30 Temmuz 2022 Cumartesi

BİTKİLERDE MADDE TAŞINMASI





2. BİTKİLERDE MADDE TAŞINMASI.
2.1. KÖKLERDE SU VE MİNERAL EMİLİMİ..
Minerallerin Topraktan Alınması.
2.2. BİTKİLERDE SU VE MİNERALLERİN GÖVDE VE
YAPRAKLARA TAŞINMASI.
Kök Basıncı.
Kohezyon - Gerilim Teorisi.
2.3. BİTKİLERDE FOTOSENTEZ ÜRÜNLERİNİN TAŞINMASI.

BİTKİLERDE MADDE TAŞINMASI

  • Bitkiler yaşayabilmek için havadan CO2, topraktan su ve mineral alır.
  • CO2 gaz olduğu içine genellikle toprak üstü organlar tarafından alınır.
  • Su ve mineral kök emici tüyleri ile topraktan alınır.
  • Toprağın özellikleri; mineral değeri ve su tutma kapasitesi önemlidir.
  • Kök emici tüylerinin su ve mineralleri alabilmesi için her zaman topraktan daha yüksek osmatik basınca sahip olmalı.
  • Emici tüyler toprak parçalarının aralarına uzanarak kökün yüzey alanını genişletir.
  • Havadan ve topraktan alınan elementlerin bazıları yaşam için mutlaka gereklidir. Bunlara elzem element denir.

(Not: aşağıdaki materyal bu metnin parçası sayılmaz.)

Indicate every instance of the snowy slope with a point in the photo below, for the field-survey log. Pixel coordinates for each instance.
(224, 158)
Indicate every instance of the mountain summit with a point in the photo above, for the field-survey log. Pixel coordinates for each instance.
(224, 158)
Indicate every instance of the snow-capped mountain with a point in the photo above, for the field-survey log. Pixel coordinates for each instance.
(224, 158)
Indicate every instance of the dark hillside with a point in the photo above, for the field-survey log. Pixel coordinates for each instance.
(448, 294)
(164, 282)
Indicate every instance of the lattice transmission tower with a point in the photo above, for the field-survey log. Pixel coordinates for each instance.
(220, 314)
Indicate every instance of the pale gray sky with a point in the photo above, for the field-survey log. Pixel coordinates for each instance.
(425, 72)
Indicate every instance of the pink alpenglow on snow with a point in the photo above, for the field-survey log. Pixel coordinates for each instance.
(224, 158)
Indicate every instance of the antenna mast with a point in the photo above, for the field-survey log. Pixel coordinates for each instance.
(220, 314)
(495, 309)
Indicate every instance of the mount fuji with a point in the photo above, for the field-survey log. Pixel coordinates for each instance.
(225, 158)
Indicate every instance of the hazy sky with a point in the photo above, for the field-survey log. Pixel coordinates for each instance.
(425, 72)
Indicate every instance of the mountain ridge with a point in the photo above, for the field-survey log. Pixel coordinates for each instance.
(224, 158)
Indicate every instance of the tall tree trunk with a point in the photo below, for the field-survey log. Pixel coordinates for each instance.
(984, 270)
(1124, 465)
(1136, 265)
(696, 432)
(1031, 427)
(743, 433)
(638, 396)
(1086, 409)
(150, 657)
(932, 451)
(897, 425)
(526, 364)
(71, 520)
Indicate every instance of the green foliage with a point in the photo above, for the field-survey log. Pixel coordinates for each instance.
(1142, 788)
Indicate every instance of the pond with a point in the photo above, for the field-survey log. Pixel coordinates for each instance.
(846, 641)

Makro elementler : Bitkilerin elzem elementlerden fazla miktarda ihtiyaç duyduklarına denir.

Karbon (C), oksijen (O), hidrojen (H), azot (N), fosfor (P), kükürt (S), potasyum(K), magnezyum (Mg), kalsiyum (Ca), silisyum (S)

Mikroro element: Mutlaka gerekli olmasına rağmen daha az miktarda ihtiyaç duyduklarına denir.

Klor (Cl), demir (Fe), bor(B), mangan (Mn), sodyum (Na), çinko(Zn), bakır(Cu), nikel(N), molibden(Mo)

 

  • Makro elementlerde C,H,O,N,P,S organik moleküllerin ana bileşenidir ve yaşam elementleri denir.

C,H,O havadan ve sudan karşılanır. Diğerleri toprak çözeltisinde iyon olarak bulunur ve emici tüylerle alınır.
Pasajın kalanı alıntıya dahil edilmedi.